Le Livre
CrielGaston

L'Os quotidien
Gaston Criel

16 € • 212 pages • 140 x 210 mm • ISBN: 978-2-37385-064-2

préface de Jacques Josse

À paraître le 28 septembre 2017

Peu avant l’Armistice de 1940, Robert Raynaud, le narrateur, est mobilisé. Il n’atteindra jamais le front car il est fait prisonnier et envoyé dans un camp de travail en Allemagne. En dépit de l’amertume de la situation, il y expérimente la camaraderie, les veillées pleines d’alcool. Puis arrive la Libération, ce temps suspendu, onirique, où Paris, que Raynaud regagne, est soudain transfiguré par la liesse et la fête. Errant des grands boulevards à Saint-Germain-des-Prés, dans un Paris tour à tour joyeux et mélancolique, il s’essaie pour survivre à tous les petits boulots – vendeur, assistant d’édition, etc. Jusqu’au moment où la paternité vient le conforter dans son nihilisme.
Dans L’Os quotidien, Gaston Criel passe du désespoir au rire avec une insolence narquoise et nous transporte au cœur des illusions et des désillusions de l’après-guerre, sans concession aucune. Il dépeint des existences chaotiques et met crûment à nu les êtres. Premier écrivain français à avoir écrit sur le jazz, il en fait sonner le rythme et les variations : du jazzman il a le souffle puissant, du poète, le verbe acerbe et l’ironie mordante.
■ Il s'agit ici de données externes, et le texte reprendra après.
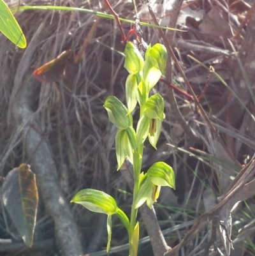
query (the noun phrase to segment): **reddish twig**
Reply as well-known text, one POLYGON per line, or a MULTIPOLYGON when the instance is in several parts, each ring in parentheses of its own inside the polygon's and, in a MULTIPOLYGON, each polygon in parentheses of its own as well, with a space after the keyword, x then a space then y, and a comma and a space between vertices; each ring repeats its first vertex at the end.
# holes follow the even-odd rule
POLYGON ((124 33, 124 30, 122 28, 122 26, 120 24, 120 20, 119 19, 119 15, 117 15, 113 10, 113 9, 112 8, 112 7, 111 6, 111 5, 110 4, 108 0, 105 0, 105 5, 108 8, 110 11, 112 13, 112 14, 114 16, 114 17, 115 18, 115 20, 117 22, 117 25, 119 27, 119 30, 120 31, 121 33, 121 38, 122 40, 124 42, 127 41, 127 37, 126 36, 125 33, 124 33))

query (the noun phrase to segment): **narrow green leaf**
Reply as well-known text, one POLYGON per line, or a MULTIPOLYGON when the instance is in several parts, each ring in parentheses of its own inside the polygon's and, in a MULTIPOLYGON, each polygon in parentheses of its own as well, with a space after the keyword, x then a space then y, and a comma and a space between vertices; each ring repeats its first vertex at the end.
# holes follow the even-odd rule
POLYGON ((164 99, 159 93, 151 96, 144 105, 144 114, 149 118, 164 119, 164 99))
POLYGON ((140 207, 148 199, 151 198, 152 195, 152 183, 147 179, 147 175, 141 173, 140 179, 142 181, 138 193, 135 199, 135 209, 140 207))
POLYGON ((116 158, 119 170, 123 165, 126 157, 133 163, 133 149, 126 130, 119 130, 115 136, 116 158))
POLYGON ((143 70, 144 60, 138 49, 131 41, 125 47, 126 56, 124 67, 130 74, 135 74, 143 70))
POLYGON ((159 82, 161 77, 161 72, 151 64, 150 61, 147 61, 143 68, 143 80, 150 91, 159 82))
POLYGON ((145 104, 148 99, 148 86, 147 86, 143 80, 142 80, 138 84, 138 103, 141 107, 145 104))
POLYGON ((147 172, 150 181, 157 186, 167 186, 175 189, 175 172, 163 162, 154 163, 147 172))
POLYGON ((107 234, 108 234, 106 252, 108 252, 111 245, 111 239, 112 239, 112 215, 108 215, 107 216, 106 227, 107 227, 107 234))
POLYGON ((86 188, 79 191, 71 202, 80 204, 94 213, 112 215, 118 211, 117 202, 110 195, 96 190, 86 188))
POLYGON ((162 121, 159 118, 150 120, 148 139, 150 145, 157 149, 157 143, 161 133, 162 121))
POLYGON ((121 222, 123 223, 127 232, 129 232, 129 220, 125 213, 120 209, 118 209, 118 211, 116 213, 116 215, 119 218, 121 222))
POLYGON ((137 146, 140 146, 145 142, 148 137, 149 129, 150 128, 150 121, 145 116, 142 116, 139 119, 136 128, 136 143, 137 146))
POLYGON ((138 98, 138 84, 136 75, 130 74, 126 80, 126 100, 127 102, 128 114, 136 107, 138 98))
POLYGON ((137 222, 136 225, 135 226, 134 230, 133 232, 133 235, 131 236, 131 253, 129 256, 136 256, 138 253, 139 243, 139 222, 137 222))
POLYGON ((110 121, 118 128, 126 129, 133 124, 132 116, 128 114, 127 109, 117 98, 109 96, 103 107, 107 111, 110 121))
POLYGON ((151 64, 159 69, 163 75, 166 71, 168 55, 166 47, 161 43, 156 43, 146 51, 146 59, 149 59, 151 64))
POLYGON ((25 244, 31 247, 36 220, 38 193, 35 175, 23 163, 11 170, 2 187, 3 202, 25 244))
POLYGON ((0 31, 18 47, 25 48, 27 46, 20 27, 3 0, 0 0, 0 31))
POLYGON ((135 130, 132 126, 127 127, 126 130, 132 149, 135 149, 136 147, 136 133, 135 130))

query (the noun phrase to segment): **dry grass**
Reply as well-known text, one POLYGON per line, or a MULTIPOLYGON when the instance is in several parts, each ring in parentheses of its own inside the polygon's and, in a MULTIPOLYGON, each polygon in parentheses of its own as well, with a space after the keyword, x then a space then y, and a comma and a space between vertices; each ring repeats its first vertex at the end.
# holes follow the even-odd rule
MULTIPOLYGON (((98 2, 96 1, 24 0, 21 2, 27 5, 54 4, 92 10, 98 8, 98 2)), ((137 3, 137 9, 143 10, 145 3, 146 1, 140 1, 137 3)), ((208 7, 208 5, 207 6, 208 7)), ((120 15, 134 19, 134 6, 127 1, 115 1, 112 7, 120 15)), ((201 7, 198 2, 193 4, 191 10, 196 16, 196 11, 198 13, 201 7)), ((223 13, 223 17, 225 17, 226 13, 223 13)), ((143 15, 143 17, 147 16, 143 13, 142 18, 143 15)), ((15 49, 3 35, 0 35, 0 145, 2 160, 0 169, 3 176, 21 162, 29 162, 33 158, 33 156, 26 155, 24 152, 23 138, 18 131, 12 130, 15 120, 8 116, 11 110, 8 109, 9 103, 13 100, 14 95, 18 91, 18 86, 26 86, 26 81, 32 76, 34 69, 55 58, 63 50, 71 49, 77 53, 95 20, 95 17, 84 13, 47 10, 26 11, 18 13, 16 17, 29 44, 42 24, 43 29, 38 36, 39 43, 29 45, 34 51, 30 62, 26 63, 22 63, 24 51, 15 49), (18 66, 19 69, 17 69, 18 66), (20 67, 24 68, 23 72, 20 67)), ((233 23, 233 20, 230 20, 230 25, 235 28, 236 24, 233 23)), ((124 99, 124 85, 126 73, 122 68, 124 57, 110 49, 112 47, 123 50, 124 48, 120 43, 119 32, 114 24, 113 20, 102 20, 99 22, 85 54, 83 56, 78 68, 75 70, 76 72, 75 82, 66 84, 65 106, 58 86, 43 82, 38 88, 38 98, 34 99, 34 114, 33 118, 40 122, 41 129, 38 132, 45 135, 45 139, 50 144, 61 186, 68 200, 82 188, 93 188, 113 195, 123 209, 128 210, 128 206, 131 204, 129 195, 118 191, 120 188, 128 192, 128 188, 120 174, 115 171, 115 130, 109 124, 106 111, 103 109, 104 100, 108 95, 114 94, 123 101, 124 99)), ((182 27, 187 28, 188 26, 191 26, 189 24, 190 23, 187 22, 186 25, 182 25, 182 27)), ((129 24, 123 25, 126 29, 130 27, 129 24)), ((143 29, 144 38, 147 41, 154 43, 161 41, 156 31, 147 28, 143 29)), ((188 58, 189 54, 193 54, 207 66, 209 64, 213 65, 216 72, 220 73, 223 79, 230 84, 231 68, 228 65, 231 63, 232 57, 226 57, 218 52, 215 53, 212 50, 210 50, 217 47, 221 50, 228 50, 229 52, 232 51, 229 45, 226 44, 226 38, 222 37, 219 40, 220 36, 219 34, 210 34, 209 36, 209 34, 200 33, 194 27, 189 27, 189 32, 185 33, 177 33, 177 39, 189 40, 189 42, 197 46, 198 49, 202 41, 205 41, 204 45, 207 47, 207 52, 193 49, 191 51, 184 48, 175 49, 182 67, 197 94, 200 94, 203 89, 208 72, 188 58), (194 41, 195 38, 198 38, 200 41, 194 41)), ((178 45, 178 42, 175 43, 178 45)), ((240 41, 237 43, 240 45, 240 41)), ((187 90, 175 68, 173 78, 182 89, 187 90)), ((214 79, 211 80, 205 96, 201 102, 208 114, 216 114, 226 105, 226 99, 222 97, 222 94, 226 93, 226 87, 218 79, 214 79)), ((167 99, 165 86, 160 84, 155 91, 159 91, 167 99)), ((235 176, 236 174, 232 169, 231 162, 227 156, 225 156, 221 146, 215 142, 212 132, 205 125, 204 120, 196 112, 194 104, 179 94, 176 94, 176 98, 182 114, 201 140, 196 144, 191 144, 180 125, 176 123, 175 116, 171 112, 169 103, 166 102, 166 118, 159 141, 158 150, 154 151, 149 146, 147 146, 143 165, 143 168, 146 170, 157 160, 166 160, 176 172, 175 195, 171 191, 164 190, 160 202, 162 205, 172 207, 156 207, 159 220, 168 220, 170 215, 172 215, 173 222, 163 223, 163 229, 171 225, 173 225, 173 222, 176 224, 179 222, 186 222, 192 220, 200 211, 204 211, 205 207, 207 209, 203 199, 210 197, 205 197, 206 195, 210 194, 209 190, 211 195, 221 195, 222 190, 226 189, 226 184, 221 183, 221 177, 226 176, 227 173, 228 183, 229 181, 229 176, 235 176), (191 147, 196 149, 196 151, 191 149, 191 147)), ((252 126, 251 118, 249 115, 246 116, 245 114, 245 118, 249 119, 247 123, 251 127, 249 130, 242 126, 240 121, 235 127, 229 127, 224 117, 226 111, 219 118, 214 118, 212 116, 210 119, 223 137, 235 139, 235 156, 242 164, 245 160, 252 156, 255 148, 253 134, 251 133, 254 125, 252 126)), ((228 140, 226 139, 229 148, 232 146, 228 143, 231 143, 231 140, 233 141, 233 139, 228 140)), ((237 211, 238 219, 245 223, 249 221, 249 218, 254 217, 254 214, 252 210, 249 211, 244 204, 242 206, 244 208, 237 211), (245 213, 246 211, 247 213, 245 213)), ((252 208, 254 204, 249 202, 249 206, 252 208)), ((44 212, 43 206, 41 206, 40 207, 38 216, 40 225, 37 228, 38 240, 52 237, 54 236, 52 222, 44 212)), ((72 210, 78 223, 82 241, 85 241, 84 247, 89 247, 90 250, 101 250, 106 244, 105 223, 102 223, 103 222, 100 220, 100 218, 103 217, 89 213, 78 206, 72 206, 72 210), (92 237, 97 237, 100 241, 96 245, 97 247, 92 247, 95 242, 92 237)), ((118 226, 119 222, 114 222, 113 220, 113 224, 116 227, 113 229, 112 245, 127 243, 127 236, 124 230, 118 226)), ((240 224, 237 224, 237 227, 240 227, 240 224)), ((182 236, 189 227, 186 229, 180 231, 178 235, 182 236)), ((205 235, 207 230, 204 232, 201 236, 205 235)), ((141 233, 142 236, 146 235, 143 229, 141 233)), ((235 229, 234 233, 237 234, 235 229)), ((8 237, 6 234, 4 236, 8 237)), ((171 234, 170 236, 166 239, 167 242, 173 246, 178 239, 171 237, 171 234)), ((252 236, 251 236, 251 239, 252 239, 252 236)), ((250 245, 254 245, 251 240, 250 242, 250 245)), ((242 245, 241 246, 244 245, 242 245)), ((148 254, 148 252, 150 252, 150 248, 145 246, 140 255, 148 254)), ((187 253, 184 254, 184 251, 182 253, 182 255, 188 255, 187 253)), ((54 252, 48 255, 54 255, 54 252)), ((126 252, 122 254, 119 252, 116 255, 125 255, 126 252)))

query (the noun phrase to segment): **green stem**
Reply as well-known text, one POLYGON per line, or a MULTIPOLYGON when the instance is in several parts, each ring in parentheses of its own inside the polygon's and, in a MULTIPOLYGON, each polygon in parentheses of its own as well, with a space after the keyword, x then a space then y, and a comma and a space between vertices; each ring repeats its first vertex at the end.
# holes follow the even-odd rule
POLYGON ((129 256, 136 256, 138 252, 138 243, 133 243, 132 239, 133 231, 136 223, 138 209, 135 209, 136 198, 139 190, 139 177, 142 169, 142 160, 143 151, 143 144, 135 150, 133 166, 134 166, 134 190, 133 193, 133 203, 130 217, 130 236, 129 236, 129 256), (134 245, 136 248, 134 248, 134 245))

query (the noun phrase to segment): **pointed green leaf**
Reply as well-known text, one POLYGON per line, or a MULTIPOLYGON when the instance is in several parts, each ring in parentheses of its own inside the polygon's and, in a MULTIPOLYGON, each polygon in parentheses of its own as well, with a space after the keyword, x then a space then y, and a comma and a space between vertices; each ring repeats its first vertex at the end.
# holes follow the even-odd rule
POLYGON ((109 96, 103 107, 107 111, 110 121, 118 128, 126 129, 132 125, 132 116, 127 114, 127 109, 116 97, 109 96))
POLYGON ((138 49, 131 41, 125 47, 126 56, 124 67, 131 74, 135 74, 143 70, 144 60, 138 49))
POLYGON ((149 129, 150 128, 150 121, 145 116, 142 116, 139 119, 136 128, 136 144, 140 146, 145 142, 148 137, 149 129))
POLYGON ((167 52, 164 45, 157 43, 148 47, 143 66, 143 80, 149 91, 159 81, 166 66, 167 52))
POLYGON ((123 165, 126 157, 133 163, 133 148, 126 130, 119 130, 115 136, 116 158, 119 170, 123 165))
POLYGON ((79 191, 71 200, 71 202, 80 204, 94 213, 112 215, 118 211, 117 202, 110 195, 106 193, 86 188, 79 191))
POLYGON ((153 66, 149 61, 145 62, 143 68, 143 80, 149 91, 159 82, 161 75, 161 72, 153 66))
POLYGON ((136 133, 135 130, 132 126, 127 127, 126 130, 131 147, 135 149, 136 147, 136 133))
POLYGON ((136 225, 135 226, 134 230, 133 232, 133 235, 131 236, 131 253, 130 256, 137 255, 139 243, 139 222, 137 222, 136 225))
POLYGON ((0 31, 18 47, 25 48, 27 46, 20 27, 3 0, 0 0, 0 31))
POLYGON ((157 143, 161 133, 162 121, 158 118, 150 120, 148 139, 150 145, 157 149, 157 143))
POLYGON ((166 71, 168 55, 166 47, 161 43, 156 43, 148 49, 145 54, 146 60, 149 60, 152 65, 159 70, 164 75, 166 71))
POLYGON ((107 216, 106 227, 107 227, 107 234, 108 234, 106 252, 108 252, 111 245, 111 239, 112 239, 112 215, 108 215, 107 216))
POLYGON ((135 74, 130 74, 126 80, 126 100, 129 114, 136 107, 138 94, 136 75, 135 74))
POLYGON ((151 96, 144 105, 144 114, 149 118, 164 119, 164 102, 159 93, 151 96))
POLYGON ((119 218, 127 232, 129 232, 129 220, 125 213, 120 208, 119 208, 116 215, 119 218))
POLYGON ((152 183, 147 178, 147 175, 142 172, 140 175, 140 186, 135 199, 135 209, 140 207, 148 199, 151 198, 152 195, 152 183))
POLYGON ((147 86, 142 80, 138 84, 138 103, 140 106, 143 106, 148 99, 149 90, 147 86))
POLYGON ((35 175, 23 163, 11 170, 2 187, 3 202, 18 233, 31 246, 36 220, 38 193, 35 175))
POLYGON ((163 162, 154 163, 147 172, 148 178, 157 186, 167 186, 175 189, 175 173, 172 168, 163 162))

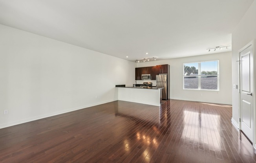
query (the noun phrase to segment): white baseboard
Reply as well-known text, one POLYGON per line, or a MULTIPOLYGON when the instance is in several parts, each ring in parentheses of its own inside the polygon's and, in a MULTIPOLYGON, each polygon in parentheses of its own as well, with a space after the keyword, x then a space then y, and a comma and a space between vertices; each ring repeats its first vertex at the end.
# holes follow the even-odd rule
POLYGON ((231 118, 231 122, 232 122, 233 125, 236 127, 238 129, 239 129, 239 125, 238 125, 238 123, 233 118, 233 117, 231 118))
POLYGON ((85 109, 89 107, 98 105, 99 105, 103 104, 104 103, 107 103, 108 102, 112 102, 114 101, 116 101, 117 100, 117 99, 113 99, 113 100, 112 100, 102 101, 99 103, 95 103, 94 104, 90 104, 90 105, 85 105, 80 107, 77 107, 75 108, 72 108, 68 110, 62 110, 59 112, 55 112, 50 114, 44 114, 40 116, 37 116, 31 118, 29 118, 20 120, 18 121, 15 121, 13 122, 9 122, 6 123, 2 124, 0 125, 0 129, 3 129, 5 127, 9 127, 10 126, 14 126, 15 125, 19 125, 20 124, 28 122, 31 121, 35 121, 36 120, 38 120, 40 119, 44 118, 47 117, 49 117, 52 116, 56 116, 57 115, 61 114, 62 114, 66 113, 68 112, 71 112, 73 111, 77 110, 78 110, 82 109, 85 109))
POLYGON ((185 100, 185 101, 197 101, 197 102, 206 102, 207 103, 218 103, 219 104, 224 104, 224 105, 232 105, 232 103, 216 101, 213 101, 196 100, 194 99, 184 99, 184 98, 170 98, 170 99, 173 99, 173 100, 185 100))

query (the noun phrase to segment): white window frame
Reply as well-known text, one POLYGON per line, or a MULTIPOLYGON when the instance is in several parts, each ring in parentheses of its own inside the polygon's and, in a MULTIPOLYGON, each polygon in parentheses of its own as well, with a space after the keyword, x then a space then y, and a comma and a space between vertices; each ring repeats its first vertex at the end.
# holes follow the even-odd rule
POLYGON ((183 74, 182 75, 182 77, 183 78, 183 89, 186 90, 197 90, 197 91, 219 91, 219 60, 214 60, 212 61, 202 61, 202 62, 189 62, 189 63, 183 63, 183 74), (217 66, 218 66, 218 70, 217 70, 217 75, 201 75, 201 63, 202 62, 217 62, 217 66), (184 83, 184 65, 185 64, 189 64, 189 63, 198 63, 198 75, 195 75, 197 76, 198 79, 198 88, 197 89, 189 89, 189 88, 185 88, 185 83, 184 83), (217 89, 201 89, 201 76, 217 76, 217 89))

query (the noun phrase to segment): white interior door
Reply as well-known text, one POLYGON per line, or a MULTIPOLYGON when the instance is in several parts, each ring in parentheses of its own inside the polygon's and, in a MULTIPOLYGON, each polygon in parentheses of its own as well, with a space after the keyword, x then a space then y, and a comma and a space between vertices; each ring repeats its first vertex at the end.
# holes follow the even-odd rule
POLYGON ((240 54, 241 130, 253 142, 254 127, 253 57, 252 46, 240 54))

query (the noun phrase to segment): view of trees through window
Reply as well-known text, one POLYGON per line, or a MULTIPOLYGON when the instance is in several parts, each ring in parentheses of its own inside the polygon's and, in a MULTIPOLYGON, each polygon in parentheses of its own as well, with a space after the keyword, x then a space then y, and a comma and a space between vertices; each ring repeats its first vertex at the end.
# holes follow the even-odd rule
POLYGON ((184 89, 218 89, 218 61, 184 63, 184 89))

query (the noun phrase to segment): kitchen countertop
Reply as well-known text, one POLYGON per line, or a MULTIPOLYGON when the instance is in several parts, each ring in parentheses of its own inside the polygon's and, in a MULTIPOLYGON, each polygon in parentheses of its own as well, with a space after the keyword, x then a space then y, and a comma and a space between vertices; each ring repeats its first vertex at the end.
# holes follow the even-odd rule
MULTIPOLYGON (((121 87, 122 88, 122 87, 121 87)), ((160 89, 164 88, 157 88, 156 87, 132 87, 132 86, 126 86, 123 88, 139 88, 140 89, 160 89)))

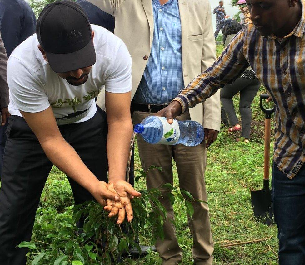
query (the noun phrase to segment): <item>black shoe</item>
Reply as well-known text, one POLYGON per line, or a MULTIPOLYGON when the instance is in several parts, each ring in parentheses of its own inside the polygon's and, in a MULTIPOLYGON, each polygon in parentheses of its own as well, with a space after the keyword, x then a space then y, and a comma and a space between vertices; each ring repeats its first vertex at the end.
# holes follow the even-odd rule
POLYGON ((157 250, 154 246, 143 246, 140 245, 140 247, 141 248, 141 253, 139 252, 138 248, 131 248, 128 251, 124 251, 122 253, 122 257, 130 257, 132 258, 140 258, 145 257, 148 252, 148 249, 151 249, 153 251, 156 251, 157 250))

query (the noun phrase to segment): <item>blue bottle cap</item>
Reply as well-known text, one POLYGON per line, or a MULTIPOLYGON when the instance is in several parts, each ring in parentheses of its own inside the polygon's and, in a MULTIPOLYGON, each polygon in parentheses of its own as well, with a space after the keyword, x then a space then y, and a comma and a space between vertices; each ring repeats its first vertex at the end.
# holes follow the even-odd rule
POLYGON ((144 131, 144 126, 141 123, 136 124, 133 130, 137 133, 142 133, 144 131))

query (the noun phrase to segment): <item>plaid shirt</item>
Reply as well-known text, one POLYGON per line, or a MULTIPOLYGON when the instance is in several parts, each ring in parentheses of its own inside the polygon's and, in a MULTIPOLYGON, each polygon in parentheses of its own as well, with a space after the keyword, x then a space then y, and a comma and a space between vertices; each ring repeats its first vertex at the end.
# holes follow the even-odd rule
POLYGON ((293 31, 278 39, 264 37, 252 23, 233 39, 213 65, 175 100, 182 113, 204 101, 249 66, 272 97, 276 106, 273 159, 290 178, 305 162, 305 16, 293 31))

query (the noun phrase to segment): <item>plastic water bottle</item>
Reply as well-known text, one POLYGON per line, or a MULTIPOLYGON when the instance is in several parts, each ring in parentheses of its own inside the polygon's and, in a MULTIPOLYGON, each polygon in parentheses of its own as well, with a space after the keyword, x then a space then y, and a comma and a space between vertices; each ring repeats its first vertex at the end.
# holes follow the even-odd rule
POLYGON ((204 139, 203 128, 197 122, 174 120, 170 124, 164 117, 149 116, 136 124, 134 130, 149 143, 194 146, 204 139))

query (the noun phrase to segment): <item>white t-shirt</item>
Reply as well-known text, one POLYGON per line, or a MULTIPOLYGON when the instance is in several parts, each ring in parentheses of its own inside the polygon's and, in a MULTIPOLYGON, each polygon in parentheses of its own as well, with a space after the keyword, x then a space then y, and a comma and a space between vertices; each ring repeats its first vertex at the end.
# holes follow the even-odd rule
POLYGON ((92 26, 96 62, 81 85, 70 85, 51 69, 38 49, 36 34, 16 48, 8 63, 11 115, 22 117, 19 110, 38 112, 51 105, 58 124, 81 122, 94 115, 94 99, 104 85, 113 93, 131 90, 132 60, 126 46, 105 29, 92 26))

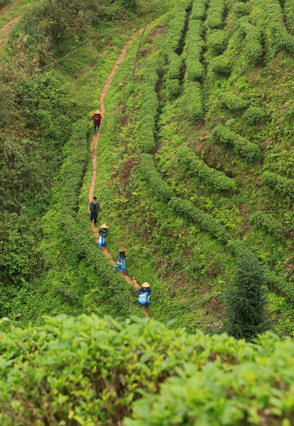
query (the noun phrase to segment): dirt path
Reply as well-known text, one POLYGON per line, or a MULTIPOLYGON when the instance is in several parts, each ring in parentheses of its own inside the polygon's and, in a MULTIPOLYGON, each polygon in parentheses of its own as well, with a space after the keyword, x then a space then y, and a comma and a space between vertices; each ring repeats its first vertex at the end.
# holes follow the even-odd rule
MULTIPOLYGON (((15 0, 15 1, 13 1, 13 3, 11 3, 10 4, 7 4, 7 6, 2 7, 0 10, 0 17, 2 16, 9 9, 19 1, 20 1, 20 0, 15 0)), ((0 28, 0 49, 6 44, 12 28, 17 24, 19 20, 19 15, 11 18, 7 24, 2 27, 2 28, 0 28)))
POLYGON ((0 49, 5 44, 8 38, 9 34, 14 26, 17 24, 20 19, 19 16, 15 16, 4 25, 2 28, 0 28, 0 49))
POLYGON ((4 15, 4 13, 6 13, 7 10, 9 10, 13 6, 14 6, 15 4, 16 4, 17 3, 18 3, 21 0, 15 0, 12 3, 10 3, 9 4, 7 4, 6 6, 4 6, 4 7, 2 7, 0 10, 0 17, 4 15))
MULTIPOLYGON (((106 79, 106 81, 105 81, 105 83, 104 84, 104 87, 102 89, 102 92, 101 92, 101 94, 100 95, 100 110, 101 111, 101 114, 102 117, 104 117, 105 113, 105 108, 104 106, 104 99, 105 97, 105 95, 107 93, 107 91, 110 86, 110 84, 113 80, 113 77, 114 75, 116 73, 118 68, 122 62, 122 60, 124 59, 125 56, 125 54, 126 53, 126 50, 128 47, 128 46, 130 44, 133 40, 135 38, 135 37, 140 32, 142 32, 143 30, 143 28, 141 28, 140 29, 138 29, 135 32, 134 32, 129 38, 128 40, 126 42, 123 47, 122 48, 122 50, 121 52, 121 53, 117 59, 113 68, 112 68, 112 70, 107 79, 106 79)), ((103 122, 103 120, 102 122, 103 122)), ((100 126, 100 128, 102 127, 102 125, 100 126)), ((89 188, 89 202, 93 200, 93 196, 94 195, 94 189, 95 187, 95 184, 96 183, 96 177, 97 176, 97 146, 98 145, 98 143, 99 142, 99 138, 100 137, 100 131, 98 131, 96 134, 94 134, 93 136, 93 138, 92 139, 92 141, 91 144, 91 156, 92 158, 92 177, 91 179, 91 184, 90 186, 90 188, 89 188)), ((99 236, 98 235, 98 228, 94 228, 94 225, 93 223, 91 223, 91 228, 92 229, 92 231, 94 233, 95 236, 95 238, 96 239, 96 242, 98 243, 98 240, 99 239, 99 236)), ((114 266, 115 266, 115 262, 112 259, 112 257, 110 254, 109 250, 106 247, 103 247, 103 252, 106 256, 107 258, 109 260, 110 263, 112 265, 113 265, 114 266)), ((130 284, 134 289, 136 290, 138 290, 139 288, 139 286, 138 285, 137 281, 135 280, 133 281, 130 279, 127 275, 125 275, 123 272, 121 271, 118 271, 119 273, 121 274, 121 275, 123 277, 125 281, 129 284, 130 284)), ((148 312, 147 312, 146 309, 144 309, 142 307, 142 310, 143 311, 144 314, 147 317, 149 317, 149 314, 148 312)))

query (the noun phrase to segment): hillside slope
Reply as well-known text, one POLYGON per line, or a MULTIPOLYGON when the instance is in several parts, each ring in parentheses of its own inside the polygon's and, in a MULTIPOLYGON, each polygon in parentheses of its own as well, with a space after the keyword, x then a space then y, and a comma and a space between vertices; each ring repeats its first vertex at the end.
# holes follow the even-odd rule
POLYGON ((109 245, 152 283, 151 315, 191 332, 221 313, 249 249, 292 332, 293 4, 269 2, 178 2, 149 27, 134 83, 130 51, 106 98, 109 245))

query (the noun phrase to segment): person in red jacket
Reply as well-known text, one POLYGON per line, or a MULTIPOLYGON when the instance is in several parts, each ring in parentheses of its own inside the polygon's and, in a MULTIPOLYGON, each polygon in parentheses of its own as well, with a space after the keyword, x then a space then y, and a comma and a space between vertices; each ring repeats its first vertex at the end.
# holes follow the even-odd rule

Il pousse dans L’Os quotidien un cri vibrant, empli de rage et de sarcasme, qui laisse éclore une tendresse délicate pour les êtres et une ardeur à la jouissance des choses. Afin de restituer l’humanité dans toutes ses contradictions.

L’auteur

Né en 1913 à Seclin, dans le Nord de la France, Gaston Criel est fait prisonnier en Allemagne pendant la Seconde Guerre mondiale.
À la Libération, il s’installe à Paris et fréquente les milieux littéraires par l’intermédiaire de Jean Paulhan, qui le présente à Sartre (la légende raconte que le pape de l’existentialisme avait fixé à un paquet de Gauloises par mois le loyer qu’il demandait au poète désargenté pour la chambre qu’il lui louait rue Bonaparte). Pendant deux ans, à partir de 1945, il est le secrétaire de Gide.
En 1950, Criel s’embarque pour les États-Unis. Il y vit trois ans, et y rencontre entre autre Louis Armstrong et Dizzy Gillespie. À son retour, il fit la connaissance de Jean Cocteau, et l’assiste sur le tournage de La Belle et la Bête.
En 1954, il s’installe à Tunis pour deux ans, où il travaille pour Radio Tunis. Il rejoint la maison familiale de Seclin en 1964 et travaille alors comme publiciste pour son beau-frère, fabricant de caravanes. Criel se remet à l’écriture en 1978, pour publier une trilogie (Sexaga, Phantasma, Circus). Il publie dans des revues de poésie, le plus souvent confidentielles. Ses poèmes sont traduits en arabe, roumain, portugais. Il s’intéresse à partir de cette époque à l’art postal et participe à plusieurs réseaux mondiaux d’échanges de cartes et de collages originaux.
La dernière œuvre parue de son vivant est L’Os quotidien (1988). Il meurt en 1990 à Lille.